川口一晃 テクニカルトレンド通信 実践編

テクニカルアナリストの川口一晃氏がさまざまなテクニカル手法を用い、為替・日経平均などを個別分析。 より実践的なテクニカルレポートです。


「RCI(順位相関指数)」−分析対象:ポンド円 2008年1月30日

RSI

「そろそろ」

一体どこまで下落するのであろうか。節目の約220円を割り込んでしまったポンド円の下値のメドを探ってみよう。
今回はRCIを使ってみる。RCIというのは「順位相関指数」と日本語には訳される。元々は統計学で使われている計算式である。データの大小と日付をそれぞれ順位付けし、その相関関係をみていくというものである。つまり、上昇トレンドが続いているのであれば時間が経つにつれて値段も上昇していくし、逆に下落トレンドであれば値段は下落していくものである。

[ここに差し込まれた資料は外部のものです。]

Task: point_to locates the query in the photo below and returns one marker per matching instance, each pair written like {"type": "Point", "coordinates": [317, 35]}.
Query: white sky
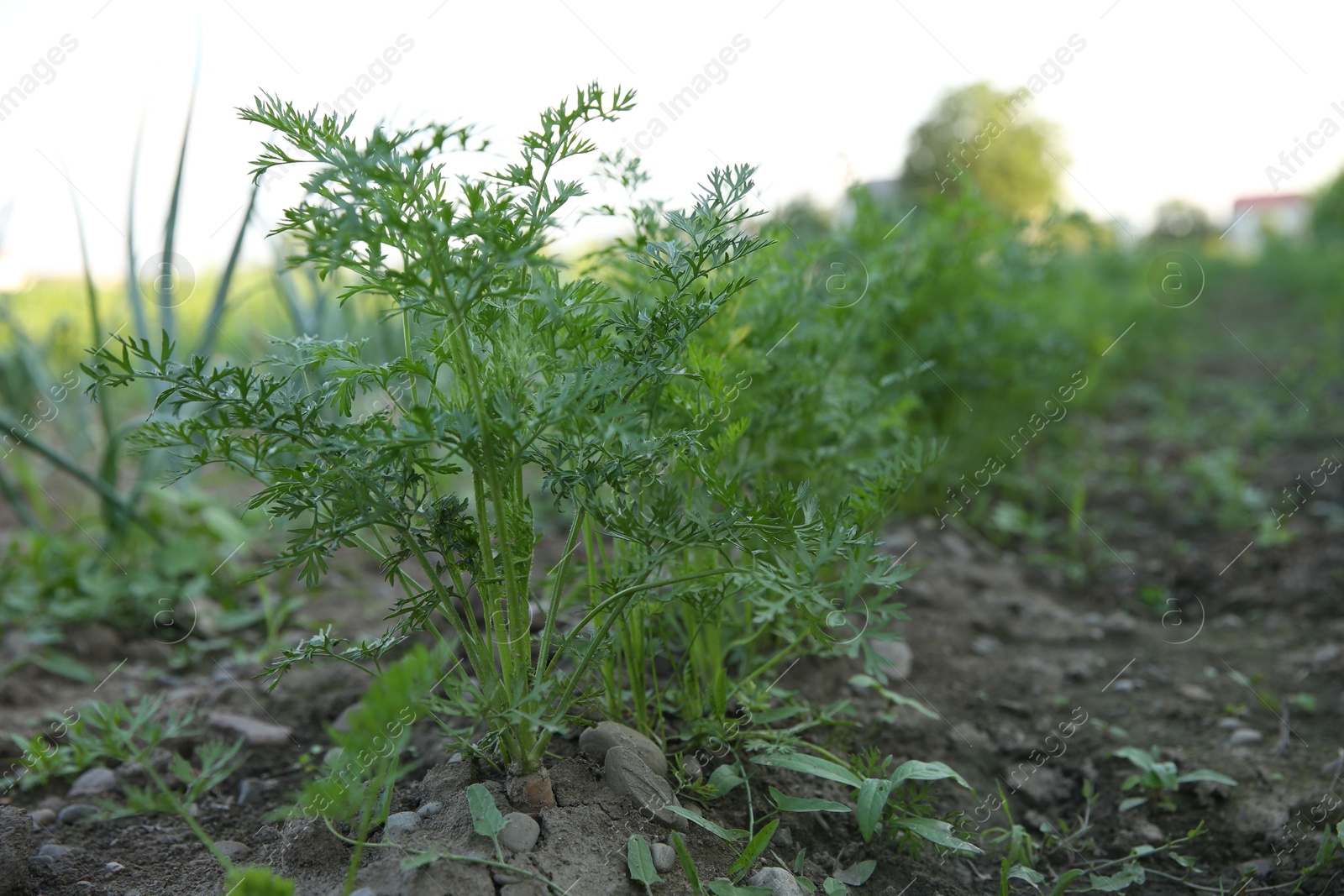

そして、値段の高いものから順番に1、2と順位付けして行く。また、日付も直近、すなわち、本日を1として昨日を2と順位付けしていく。そうすると、上昇トレンドであれば今日の順位と値段の順位が1番で一致してくる。逆に下落トレンドであれば日付は1番だが値段は安値を取っていれば順位が最下位になっている(真逆になっていれば)。この関係を公式に当てはめて計算すると、−100から100までの数字になって表わすことができる。−100に近づけばかなりの「売られ過ぎ」逆に100に近づけば「買われ過ぎ」となる。図で見ると、p点とr点が売られ過ぎ、q点が買われ過ぎ状態である。コレによると直近は−90%台とかなりの売られ過ぎ状態に入ってきている。そろそろ反転上昇(ポンド高)になってもおかしくない状態と判断できる。
ちなみに、AからBまで下落した値幅をCから引くと209円53銭となる。この計算からみても「そろそろ」と判断したくなる水準に入ってきた。